Well, in the meantime… I found out I can upload these *.json files DIRECT to Netlify without storing them in Git (or in Git+LFS). Something like

netlify deploy --prod --site ... --dir ...

So my idea is:

  • create a subdomain: jsonfiles.example.com
  • upload *.json files to subdomain every time they change: netlify deploy --prod --site jsonfiles.example.com --dir ...
  • the main site example.com (Jekyll) just loads these *.json files from subdomain. Something like <link href="jsonfiles.example.com/file1.json">

This way I can update the site (Jekyll) and the *.json files separately.
And I do not store copies of JSON files in Git.

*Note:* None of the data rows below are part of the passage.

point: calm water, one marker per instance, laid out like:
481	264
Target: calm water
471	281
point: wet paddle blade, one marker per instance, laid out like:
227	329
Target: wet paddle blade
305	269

Do you see drawbacks/disadvantages of this approach?

UPDATE: it seems, the approach with jsonfiles.example.com works! But…
How to specify Access-Control-Allow-Origin in _headers for multiple (sub)domains? I have a few (sub)domains:
staging.example.com
dev.example.com
example.com

And I want all these subdomains use data from jsonfiles.example.com. And just using a wildcard like in Access-Control-Allow-Origin: * is too broad, would prefer to restrict access to example.com and subdomains…

@stargazer33 it looks like you found the thread I was going to share :slight_smile: Access-Control-Allow-Origin to multiple domains - #2 by luke Could you give that a try and let us know if it helps?